The star schema will allow for a digestable format that users of the data can understand and query without having to complicate queries with multiple joins over a series of tables. Additionally, using an ETL process from JSON to Postgres will provide a a set of relational tables within a relational database which makes access for analytics much easier. Below is a short description and visual of the model.
The star schema uses a fact table for songplays and four dimension tables (users, songs, artists, time). The DROP, CREATE, INSERT, and SELECT queries are defined in sql_queries.py, these queries are responsible for the Data Defintion Language of the database. The create_tables.py uses functions create_database, drop_tables, and create_tables to create the database sparkifydb and the required tables.
The ETL process (Extract, transform, load) is composed of the python commands located in the etl.py file. These populate the songs and artists tables with data pulled from the JSON song files, data/song_data which creates the data pipeline that will continously stream from the app into the Postgres database. Processed data derived from the JSON log files, data/log_data, is used to populate time and users tables. For data users such as BI analysts or Data Scientist, they now have easy access to a realational model that allows for easy queries using SELECT, FROM, WHERE.

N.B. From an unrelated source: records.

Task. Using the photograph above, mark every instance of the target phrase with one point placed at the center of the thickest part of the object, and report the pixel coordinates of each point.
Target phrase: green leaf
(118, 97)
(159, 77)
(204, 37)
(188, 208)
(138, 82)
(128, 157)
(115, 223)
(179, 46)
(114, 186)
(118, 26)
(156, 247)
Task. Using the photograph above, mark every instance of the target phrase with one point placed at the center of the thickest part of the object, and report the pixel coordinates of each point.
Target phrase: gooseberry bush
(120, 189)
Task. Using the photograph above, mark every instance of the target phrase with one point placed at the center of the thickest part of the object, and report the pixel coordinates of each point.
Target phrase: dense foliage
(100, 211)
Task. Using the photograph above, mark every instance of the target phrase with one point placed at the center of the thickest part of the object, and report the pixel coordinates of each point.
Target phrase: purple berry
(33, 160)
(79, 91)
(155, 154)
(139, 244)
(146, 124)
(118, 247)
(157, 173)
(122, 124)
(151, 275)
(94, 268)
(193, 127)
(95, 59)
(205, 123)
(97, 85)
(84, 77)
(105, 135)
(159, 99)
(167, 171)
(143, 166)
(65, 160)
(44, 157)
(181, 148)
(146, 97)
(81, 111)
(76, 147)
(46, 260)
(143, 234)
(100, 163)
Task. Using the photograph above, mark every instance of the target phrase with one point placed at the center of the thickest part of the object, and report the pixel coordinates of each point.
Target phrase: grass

The pipleine process runs in the following way: Note: To execute scripts: python
- create_tables.py (This drops is exists and creates new tables).
- etl.py is run to extract the data from JSON files and load into the new tables.
- test.ipynb runs checks on the DDL and output of the queries by running multiple checks.
To safeguard against errors, test.ipny uses mutiple checks for constraints, common errors, datatype and conflicts. Should any errors occur, a warnign message appears below the cell to inform where the error is located.